Remember, remember, the eighth of November. Like so many other people in my filter bubble, I registered my snide remarks assuming the inevitability of Clinton’s win that evening and came home before 6pm to watch the east coast results come in and see a 10pm acceptance speech.
Indifference that Ohio and Florida were too close to call in the first hour: “To be expected.”
North Carolina and Pennsylvania much closer than anticipated in the second hour: “Noise from early precincts.”
Widening short-falls in Michigan and Wisconsin by the third hour: silently re-configuring decision trees to find a new path to 270.
Nausea and palpitations by the fourth hour: the happy clicks of refreshing feeds filling a painfully somber void.
Waking up from a short night of fitful sleep with the emotional hangover: Who should I be mad at?
Myself: I was a reluctant supporter of Hillary — at best. I held my nose and cast my mail-in ballot. Then I returned to tweeting my daily snark and assumed other fellow sober citizens would do the work to extinguish the dumpster fire. I didn’t lift a finger to donate or volunteer when I had the resources and skills to do so. I did not in fact do everything in my power to stop this from happening.
Others: Too bad no one bothered to show up to vote. 7 million fewer ballots cast in 2016 than in 2012. Democrats refusing to show up to save GOP supporters from themselves. Registering disaffection with a broken political system by re-electing almost every incumbent. Rewarding naked cynicism and bigotry with control of all three branches of government.
Systems: A GOP that profits from gridlock and flourishes under voter disaffection. An electoral system that has twice in less than two decades disenfranchised the will of a majority of Americans. A media so enamored of its objectivity it marinades in false equivalences. A party apparatus hell-bent on a painless coronation rather than a fair competition.
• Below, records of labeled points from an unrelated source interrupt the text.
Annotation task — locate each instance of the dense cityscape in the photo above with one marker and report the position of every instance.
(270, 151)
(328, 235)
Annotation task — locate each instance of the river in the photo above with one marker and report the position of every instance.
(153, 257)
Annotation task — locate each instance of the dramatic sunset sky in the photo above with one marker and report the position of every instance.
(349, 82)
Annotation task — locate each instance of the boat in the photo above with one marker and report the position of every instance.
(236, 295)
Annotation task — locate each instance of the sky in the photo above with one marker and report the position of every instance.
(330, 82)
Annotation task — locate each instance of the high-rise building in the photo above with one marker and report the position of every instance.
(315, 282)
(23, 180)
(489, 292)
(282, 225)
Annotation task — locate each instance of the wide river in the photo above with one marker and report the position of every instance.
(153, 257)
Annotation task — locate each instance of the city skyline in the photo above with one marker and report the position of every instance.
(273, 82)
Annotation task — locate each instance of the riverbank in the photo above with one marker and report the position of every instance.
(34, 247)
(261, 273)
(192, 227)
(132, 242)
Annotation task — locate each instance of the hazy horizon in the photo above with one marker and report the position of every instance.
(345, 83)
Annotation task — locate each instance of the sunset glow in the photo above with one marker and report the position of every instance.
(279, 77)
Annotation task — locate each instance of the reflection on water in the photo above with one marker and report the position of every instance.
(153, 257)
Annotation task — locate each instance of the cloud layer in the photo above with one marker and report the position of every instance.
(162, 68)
Denial sets in: I won’t bear the burden of Obamacare being repealed, state security forces occupying my neighborhood, my religion becoming criminalized, or violence against my body normalized. Sure, my quantitative social science research agenda has just spectacularly failed one of its most prominent and important tests, but I can eat that crow for the rest of my professional career. At the end of the day I’m a straight, white, male college professor: I’ll be comparatively fine under a Trump administration. After all, things have been going pretty great for people like me since 2008! Ok, more like before 1492.
Bargaining begins: Maybe there’s something to be salvaged from his proposed policies? Maybe crazy will moderate itself once the gravity of the office sinks in? Maybe his brand of populism will still fracture the coalition of teahadists, chickenhawks, and culture warriors? Maybe this is an opportunity for Democrats to get their own house in order and pursue an “aggressive progressive” agenda for once? Maybe this sets up a huge wave election in 2020 when we can dismantle the gerrymandering of 2010?
The earth hasn’t yet made a full rotation, so I’m a long way from getting through the depression or acceptance stages of grieving. But I will redouble my efforts in the next four years to support organizations like the ACLU, Planned Parenthood, NAACP, and RAINN to limit the damage a Trump administration is poised to inflict on our democracy. And while the 2018 mid-term election is already poised to deliver a super-majority to the GOP, I will dedicate myself until then to fighting for once instead of cynically screeching from the sidelines. It’s time to take our country back.